Quando si dice che il mondo è «generato da Dio», bisogna chiarire: o si parla in senso creaturale, e allora significa che Dio lo ha creato ex nihilo; o si parla in senso emanazionista (alla Plotino), e allora il generato procede da Dio per sovrabbondanza, senza rottura, come luce che si diffonde dal sole. Nel modello emanazionista, la sostanza divina è ciò da cui proviene e dipende il mondo (ex deo).

La distinzione introdotta da Nicea (generato, non creato) è dunque essenzialmente questa: «dal nulla» riguarda l’origine delle creature, che ricevono l’essere senza alcuna materia o principio intrinseco; «da Dio», invece, riguarda l’origine del Figlio e dello Spirito «dalla stessa essenza divina» del Padre. Va tenuto presente che questa origine dal Padre è di «dipendenza», necessaria e non aggiunge nulla a Dio. Queste tre caratteristiche: (1) dipendenza, (2) necessità, (3) che non aggiunge nulla, qualificano tanto la generazione intra-divina che quella extra-divina (creatio). Ciò che le differenzia è che per la prima (intra-divina), è il Figlio della stessa sostanza del Padre (homoousia), mentre per la seconda “non” è dalla stessa sostanza del Padre.

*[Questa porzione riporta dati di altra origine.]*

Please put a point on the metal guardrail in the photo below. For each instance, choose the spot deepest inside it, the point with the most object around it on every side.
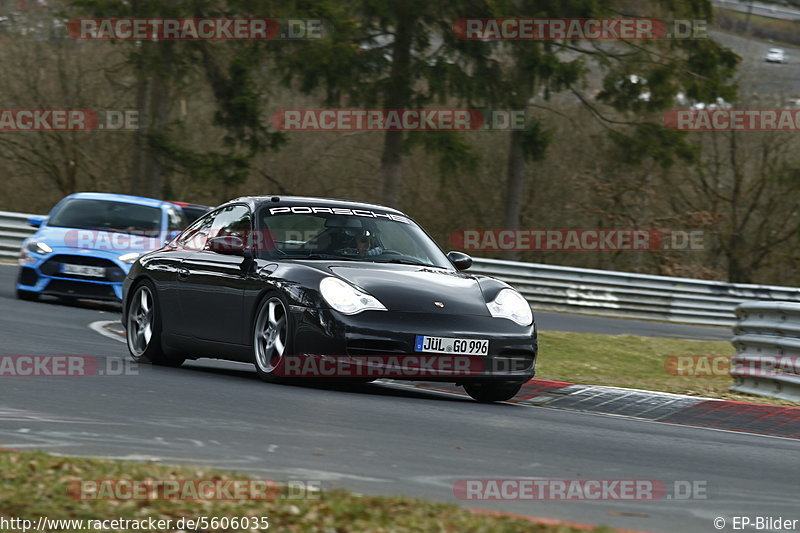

La decisione di Nicea ha introdotto un’epocale scissione (decisione) tra Dio e mondo. L’uomo Gesù è stato isolato dalle altre creature, per riconoscerne così la sua divinità. Il risultato è che il Dio è stato pensato «senza» la creatura. Questa decisione nicena ha per così dire preparato l’humus per quell’affermazione di Nietzsche in Così parlò Zarathustra, «Le isole beate», che dice: «Se vi fossero degli dèi, come potrei sopportare di non essere dio! Dunque, non vi sono dèi». Da Nicea a Nietzsche, il passo è logicamente breve.

Alla domanda perché non si possa dire che il mondo è generato dalla sostanza di Dio, la risposta tradizionale è che se il mondo fosse generato dalla sostanza di Dio, allora il mondo sarebbe Dio stesso o almeno una sua parte. Ciò contraddirebbe la trascendenza, perché Dio non si confonde con la creazione ma ne resta distinto. Implicherebbe una forma di panteismo o di emanazionismo, incompatibile con la fede monoteista classica. Solo il Figlio e lo Spirito sono «dalla sostanza di Dio». Il mondo è creato ex nihilo per libera volontà, non per necessità naturale. Inoltre, se il mondo fosse dalla sostanza di Dio, questo significherebbe che Dio si divide o che la sua sostanza è comunicabile. Ma la sostanza divina è intesa come semplice, indivisibile, infinita: non può cedere una parte di sé senza corrompersi. Il mondo non può avere in comune con Dio la sostanza, ma solo la dipendenza causale.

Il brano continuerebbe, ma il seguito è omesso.